Intercept is in the final stages of testing Ocaliva for nonalcoholic steatohepatitis, or NASH, a silent disease in which the liver gets inflamed and damaged due to a buildup of fat. Dozens of pharma companies including Gilead Sciences, Allergan and Intercept Pharmaceuticals are trying to develop a treatment for the disease. Over the last two years, at least six deals valued at US$ 3.52 billion or more have taken place involving drugs that target various aspects of NASH.
Meanwhile, Allergan’s Cenicriviroc (CVC) showed mixed results in a Phase 2b clinical trial. CVC is facing trials for the treatment of liver fibrosis in adult NASH patients. The trial involved a two-year study. According to Seeking Pharma, 20 percent of patients in the placebo arm during year one who crossed over to receive CVC during year two achieved the combined endpoint of reduction in fibrosis by at least one stage and no worsening of NASH compared to 13 percent for those who continued on placebo.

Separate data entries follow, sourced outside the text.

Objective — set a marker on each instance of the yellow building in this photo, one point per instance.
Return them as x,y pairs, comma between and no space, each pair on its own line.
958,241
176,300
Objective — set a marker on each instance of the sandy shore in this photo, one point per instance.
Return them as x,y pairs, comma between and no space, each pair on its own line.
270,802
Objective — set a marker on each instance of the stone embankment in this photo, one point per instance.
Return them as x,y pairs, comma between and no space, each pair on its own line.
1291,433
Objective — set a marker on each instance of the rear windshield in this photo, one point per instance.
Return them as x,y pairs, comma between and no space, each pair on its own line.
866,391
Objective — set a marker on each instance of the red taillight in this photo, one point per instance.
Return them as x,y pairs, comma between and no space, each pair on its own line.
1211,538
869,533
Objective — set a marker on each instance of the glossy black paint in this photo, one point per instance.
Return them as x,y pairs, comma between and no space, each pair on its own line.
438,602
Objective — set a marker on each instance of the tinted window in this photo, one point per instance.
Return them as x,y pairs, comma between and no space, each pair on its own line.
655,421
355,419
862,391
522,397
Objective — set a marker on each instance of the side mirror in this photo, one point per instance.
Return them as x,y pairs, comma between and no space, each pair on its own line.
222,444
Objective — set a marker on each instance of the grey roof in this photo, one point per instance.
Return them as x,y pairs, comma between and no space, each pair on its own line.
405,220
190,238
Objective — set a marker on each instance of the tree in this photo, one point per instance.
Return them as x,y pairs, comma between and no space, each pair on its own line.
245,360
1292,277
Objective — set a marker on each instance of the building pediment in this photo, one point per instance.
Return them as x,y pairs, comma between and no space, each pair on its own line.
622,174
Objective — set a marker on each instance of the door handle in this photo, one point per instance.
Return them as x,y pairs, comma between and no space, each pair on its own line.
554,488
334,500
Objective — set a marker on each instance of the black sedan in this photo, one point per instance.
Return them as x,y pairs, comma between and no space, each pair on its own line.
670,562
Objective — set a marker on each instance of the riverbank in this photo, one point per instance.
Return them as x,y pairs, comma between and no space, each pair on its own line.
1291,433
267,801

However, “there was no difference between CVC and placebo in patients who remained on treatment for two years as determined by the composite endpoint,” it added.
Another
setback for Biocon/Mylan, as
Amgen files patent infringement case in US
News doesn’t seem to be getting better for the Biocon/Mylan combine. First, they withdrew their applications for the trastuzumab and pegfilgrastim biosimilars from Europe. And then, the FDA extended the target action date for their trastuzumab biosimilar.

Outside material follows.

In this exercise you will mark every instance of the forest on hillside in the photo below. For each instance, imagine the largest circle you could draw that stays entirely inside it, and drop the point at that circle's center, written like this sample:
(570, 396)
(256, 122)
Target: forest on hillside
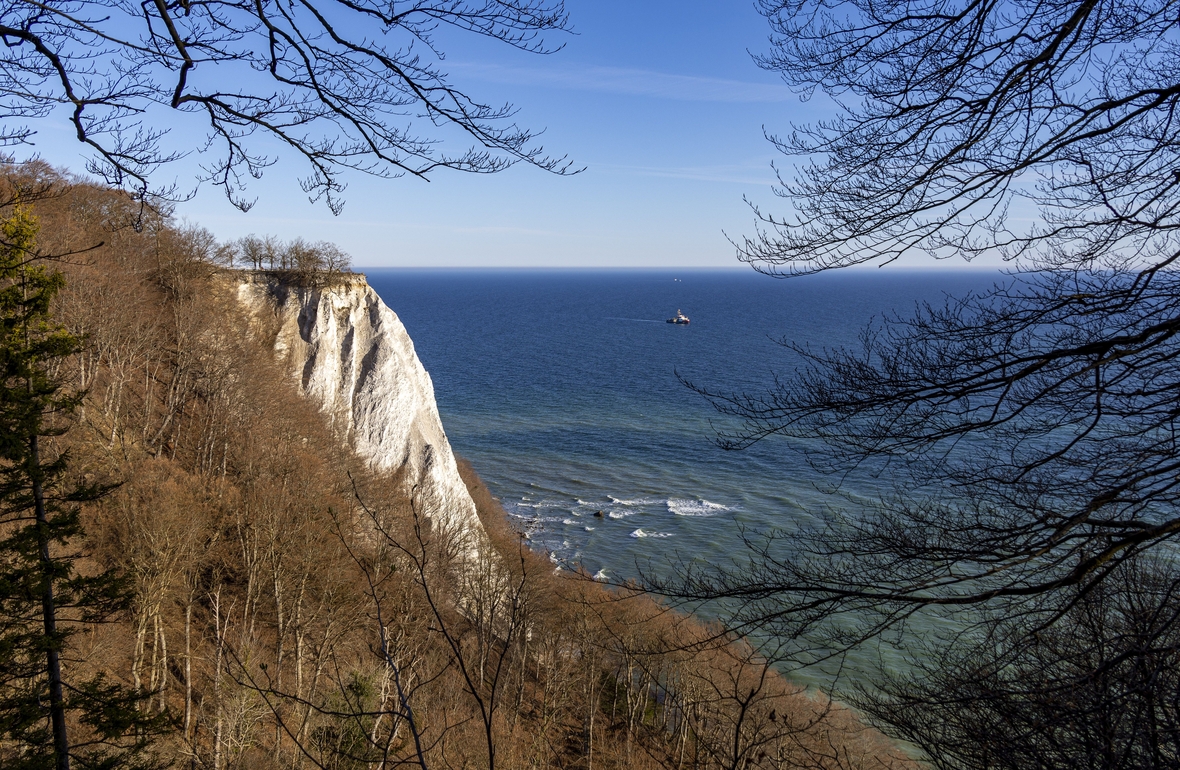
(269, 601)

Now, the duo will be facing Amgen in court to defend themselves in a patent infringement case. Last week, Amgen filed a complaint for patent infringement under the Biologics Price Competition Innovation Act (BPCIA) against Mylan, which is developing a biosimilar of its drug Neulasta (pegfilgrastim).
Approval delays, spiraling compliance costs and now litigation expenses won’t help the profitability of Mylan-Biocon’s endeavors.
In Europe, competition is already moving ahead as the EMA’s Committee for Medicinal Products for Human Use recommended the approval of Samsung’s Herceptin-referencing biosimilar Ontruzant.
This is the fourth patent litigation under the BPCIA regarding a proposed biosimilar of Neulasta, none of which are yet FDA-approved.
Amneal in merger talks with Impax
Laboratories
Analysts have been predicting a consolidation in the world of generics. According to reports, Impax is in merger talks with generics competitor Amneal Pharmaceuticals. The deal would value Impax at US$ 2 billion or more. According to FiercePharma, the talks could result in a deal next month.
Impax is headed by Paul Bisaro (who quit Allergan to join Impax in March this year). He has considerable experience in M&As. Last year, Bisaro sold off part of Allergan’s business to Teva Pharmaceuticals in a US$ 40.5 billion deal.
And last month, Shanghai Fosun Pharmaceutical picked up a 5.2 percent stake in Impax. Amneal, on the other hand, is owned by Chintu and Chirag Patel.